Danish-Swedish dairy cooperative Arla is also helping reduce the agriculture sector’s emissions through an incentive program that delivers higher milk prices to its farmers who achieve the best results.
Meanwhile, Danish company Ambient Carbon plans to test a methane-eradicating system it has developed that can “dilute” methane sources like dairy cattle and wastewater treatment, as reported by Food Ingredients First last month.
The new tax system will be based around two measures — animal head count and emissions per animal, according to the Ministry of New Zealand Foreign Affairs and Trade report.
The tax will apply only to pork and bovine animals, with pigs being categorized as either slaughter pigs, piglets or swine and 15 categories for bovine animals (including breed, milk production capacity etc).
Emissions per animal will be calculated by considering a series of metrics that affect emissions, such as old or new stables, effluent management, days spent outside, how the animals are fed, food composition and the use of climate-friendly technologies.
At this stage, 15 climate-friendly technologies have been approved for inclusion in the emissions calculation.
The Danish Society for Nature Conservation has described the tax agreement as “a historic compromise” and believes it lays the groundwork for a restructured food industry, according to its head, Maria Reumert Gjerding.
Meanwhile, global CEO of ProVeg Jasmijn de Boo believes the initiative is “the future of agricultural policy if we seriously want to mitigate the devastating effects of climate change.”
She urges the EU to adopt measures to tackle emissions reduction in the agricultural sector, “as there currently are none.”
“Animal agriculture is responsible for up to a fifth of global GHG emissions, a fact that has been ignored or sidelined for too long. Further delay in action to reduce emissions from this sector will only worsen the situation for farmers as the climate crisis intensifies,” she adds.
Dutch non-profit foundation True Animal Protein Price (TAPP) Coalition also welcomed the move.

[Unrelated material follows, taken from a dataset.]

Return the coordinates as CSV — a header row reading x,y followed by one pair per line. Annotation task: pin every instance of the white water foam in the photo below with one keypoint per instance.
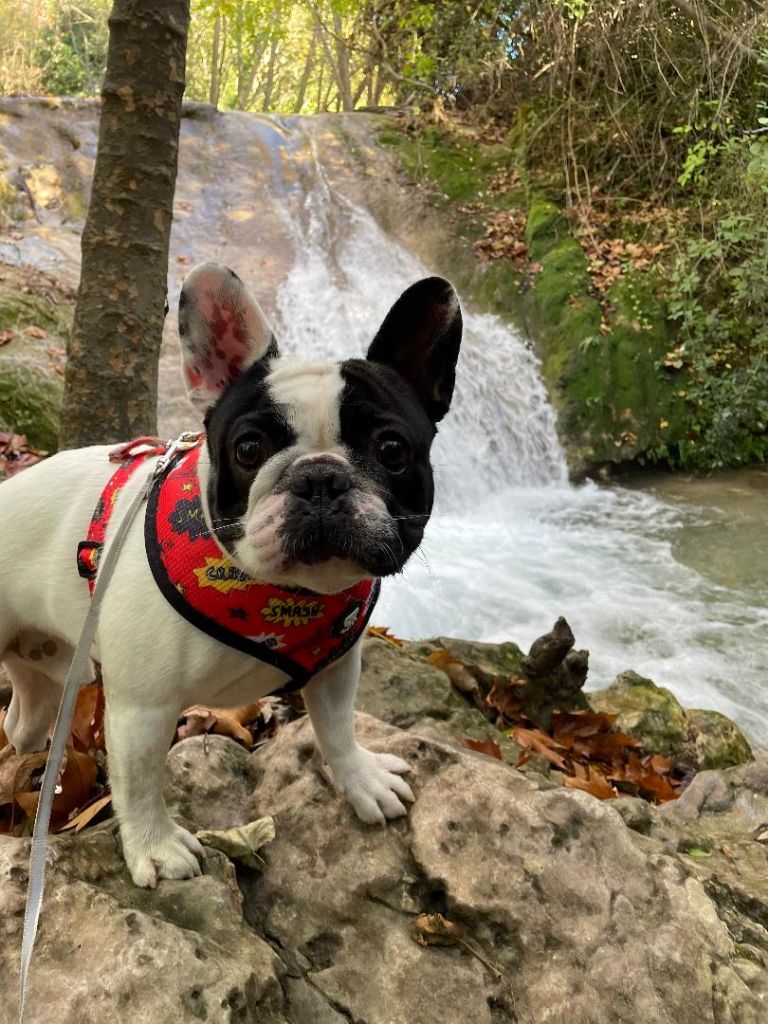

Jeroom Remmers, director of the TAPP Coalition, says: ”We are pleased that Denmark is setting an example for the world today, during the UN Climate Conference in Baku. This will lead to higher prices for meat and dairy, thereby reducing consumption.”
However, some organizations have expressed their disagreement with the move.
Rune-Christoffer Dragsdahl, secretary-general of the Danish Vegetarian Society, believes the climate tax on livestock must be significantly higher than proposed to counterbalance the many subsidies that favor animal-based foods over plant-based production.
Additionally, Sybille Kyed, policy director of Organic Denmark, an association of organic companies and farmers in the country, believes the Green Tripartite Agreement sidelines organic farming, ignores biodiversity and soil considerations on the majority of Denmark’s land.
She proposes an approach that integrates CO2e into the European Commission’s Common Agricultural Policy’s (CAP) good agriculture and environmental conditions (GAECs) and eco-scheme system.